Not everything in black and white makes sense. Well, for a start, I’ve been trying to work out this St Mirren thing for years.

I wasn't a Saints fan as a kid. Never gave them a thought really.

I was a child of Govan and raised mainly in the leafy Glasgow south- side suburb of Mosspark.

HadI followed my own preachings of supporting your local club, thenI should have gravitated to Rangers ... and that was when they were a team in a big league!

Most of my mates follow-followed but I was a stubborn wee swine.

That was too easy and, with a logic designed to make my teenage years awkward at a school Bellahouston Academy which was a Harold Davies clearance away from Ibrox and where once the headmaster had been a director, I decided I was in love with Hearts.

Incidentally, if you don’t know who Harold Davies is, ask your granddad.

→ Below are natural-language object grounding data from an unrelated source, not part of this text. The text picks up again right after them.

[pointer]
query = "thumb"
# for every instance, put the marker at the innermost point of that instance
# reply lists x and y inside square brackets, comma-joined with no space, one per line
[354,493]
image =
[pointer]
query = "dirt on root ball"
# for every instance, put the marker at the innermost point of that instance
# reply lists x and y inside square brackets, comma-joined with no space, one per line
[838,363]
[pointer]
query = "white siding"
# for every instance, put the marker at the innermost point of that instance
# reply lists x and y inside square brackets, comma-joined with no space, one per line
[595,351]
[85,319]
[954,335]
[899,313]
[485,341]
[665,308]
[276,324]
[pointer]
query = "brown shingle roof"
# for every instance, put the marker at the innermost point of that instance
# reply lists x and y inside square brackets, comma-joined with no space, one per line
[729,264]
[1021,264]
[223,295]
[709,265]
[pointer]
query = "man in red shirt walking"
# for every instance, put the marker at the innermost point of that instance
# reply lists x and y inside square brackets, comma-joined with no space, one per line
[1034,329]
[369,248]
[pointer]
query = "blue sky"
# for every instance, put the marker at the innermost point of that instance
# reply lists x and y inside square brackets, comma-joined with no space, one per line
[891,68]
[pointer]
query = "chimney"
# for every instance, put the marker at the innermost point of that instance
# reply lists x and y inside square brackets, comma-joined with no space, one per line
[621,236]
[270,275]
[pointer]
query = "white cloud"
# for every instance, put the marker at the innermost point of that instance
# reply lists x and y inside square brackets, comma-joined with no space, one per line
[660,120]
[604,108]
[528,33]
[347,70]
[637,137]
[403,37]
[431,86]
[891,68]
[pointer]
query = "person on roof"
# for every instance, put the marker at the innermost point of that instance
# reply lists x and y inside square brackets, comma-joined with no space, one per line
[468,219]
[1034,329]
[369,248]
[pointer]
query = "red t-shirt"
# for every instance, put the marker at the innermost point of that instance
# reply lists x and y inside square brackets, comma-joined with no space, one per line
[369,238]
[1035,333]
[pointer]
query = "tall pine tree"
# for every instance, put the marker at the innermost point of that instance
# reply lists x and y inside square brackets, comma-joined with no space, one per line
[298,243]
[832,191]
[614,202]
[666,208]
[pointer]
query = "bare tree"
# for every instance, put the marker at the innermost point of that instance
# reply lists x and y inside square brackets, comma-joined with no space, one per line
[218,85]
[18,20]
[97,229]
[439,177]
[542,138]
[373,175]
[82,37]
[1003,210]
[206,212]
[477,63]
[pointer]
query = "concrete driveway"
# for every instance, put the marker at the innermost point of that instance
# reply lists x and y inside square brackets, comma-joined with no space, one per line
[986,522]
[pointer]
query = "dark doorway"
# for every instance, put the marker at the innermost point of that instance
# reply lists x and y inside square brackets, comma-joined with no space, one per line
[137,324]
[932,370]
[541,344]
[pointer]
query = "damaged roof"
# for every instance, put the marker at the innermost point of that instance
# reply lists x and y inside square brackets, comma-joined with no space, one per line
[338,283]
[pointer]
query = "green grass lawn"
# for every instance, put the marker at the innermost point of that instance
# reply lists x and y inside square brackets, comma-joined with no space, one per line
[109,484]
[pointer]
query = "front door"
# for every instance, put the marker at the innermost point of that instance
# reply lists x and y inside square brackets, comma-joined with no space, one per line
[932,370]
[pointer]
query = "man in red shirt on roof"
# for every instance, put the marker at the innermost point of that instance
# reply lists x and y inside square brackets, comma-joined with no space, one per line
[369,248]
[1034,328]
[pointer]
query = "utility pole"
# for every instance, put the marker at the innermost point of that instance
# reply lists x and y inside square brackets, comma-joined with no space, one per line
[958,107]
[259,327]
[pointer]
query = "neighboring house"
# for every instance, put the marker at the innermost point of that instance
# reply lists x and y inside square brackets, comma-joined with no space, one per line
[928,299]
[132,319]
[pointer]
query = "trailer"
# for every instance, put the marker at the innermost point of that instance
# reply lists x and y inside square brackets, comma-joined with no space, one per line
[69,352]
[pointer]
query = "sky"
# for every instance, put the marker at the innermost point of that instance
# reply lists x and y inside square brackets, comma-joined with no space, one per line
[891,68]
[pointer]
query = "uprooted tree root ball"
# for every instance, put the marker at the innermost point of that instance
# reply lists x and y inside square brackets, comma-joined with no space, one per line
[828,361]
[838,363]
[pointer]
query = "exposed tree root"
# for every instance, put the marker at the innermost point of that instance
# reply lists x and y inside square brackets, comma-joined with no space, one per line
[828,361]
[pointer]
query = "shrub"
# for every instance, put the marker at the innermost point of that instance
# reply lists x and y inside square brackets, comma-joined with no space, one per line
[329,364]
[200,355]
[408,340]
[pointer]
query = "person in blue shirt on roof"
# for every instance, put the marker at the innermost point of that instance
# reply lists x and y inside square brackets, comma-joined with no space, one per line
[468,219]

Meanwhile, Heart of Midlothian. From Edinburgh. What was the matter with me? Ah, the folly of teenage romance.

Im cured now. The Hearts infatuation disappeared with the spots.

In fact, by the time I left school, I was beginning only to follow the fortunes of the national team another pastime which was inclined to induce heart palpitations and premature balding.

If only I had taken to something less stressful, like free-fall parachuting or playing tig with rabid dogs.

My father, Harry, died when I was only five. My mother, thankfully, was blessed by the love of a second husband, Alex Rowan and he was a St Mirren fan. And it ran deep.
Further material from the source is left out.